1. Confusing questions: The key to getting helpful feedback is to make your questions as clear and specific as possible. For example, if you ask employees to rate their leadership, are you referring to their direct supervisor or the head of the department? If your employees have to guess what you mean, chances are they won’t all guess right, and their responses won’t be useful. And don’t ask generic questions like “What are we doing well?” That’s so vague as to be useless.
2. What’s the point?: Don’t forget about transparency. Make sure your employees know why you’re asking for feedback and what you’re using it for. This includes making it clear when you’re looking at the results and what your plan of action will be afterward. When employees know why they’re doing something, they’ll be more willing to participate and help out.
3. Making assumptions: Don’t jump the gun with less-than-great feedback. If employees give low ratings to “I feel prepared to do my job well,” look into the reasons before jumping to wrong conclusions. The cause can be as simple as not having access to the proper technology or wanting insight into how other teams operate. Being able to identify the cause of your survey results can also help direct your plan of action.
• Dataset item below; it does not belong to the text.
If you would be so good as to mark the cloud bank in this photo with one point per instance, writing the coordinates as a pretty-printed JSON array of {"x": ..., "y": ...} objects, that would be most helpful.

4. All talk, no action: Surveys only have a real effect when you do something with them. Analyze your results, then form a plan of action on how to tackle the problem spots. If your employees say that they don’t feel informed about company decisions, invite them to sit in on more meetings. Being transparent about your action plan is a key point too. Don’t forget to share the results of your survey with employees; this helps build trust and shows that you’re seriously taking their voices into consideration.
5. Surveys only: Don’t limit yourself when it comes to improvement methods. Surveys are a great way to get a company-wide look at things, but they’re not the be-all and end-all of engagement solutions. Supplement them with other strategies, like setting up focus groups or talking to employees directly. Every company and its workers are unique, so it makes sense that different methods will yield different results. Figure out what works best for your organization.
What it all comes down to is this: surveys don’t work without good communication. Share what you’re doing, why you’re doing it, and what employees can expect next. That’s the only way you’ll be able to leverage surveys to their full potential.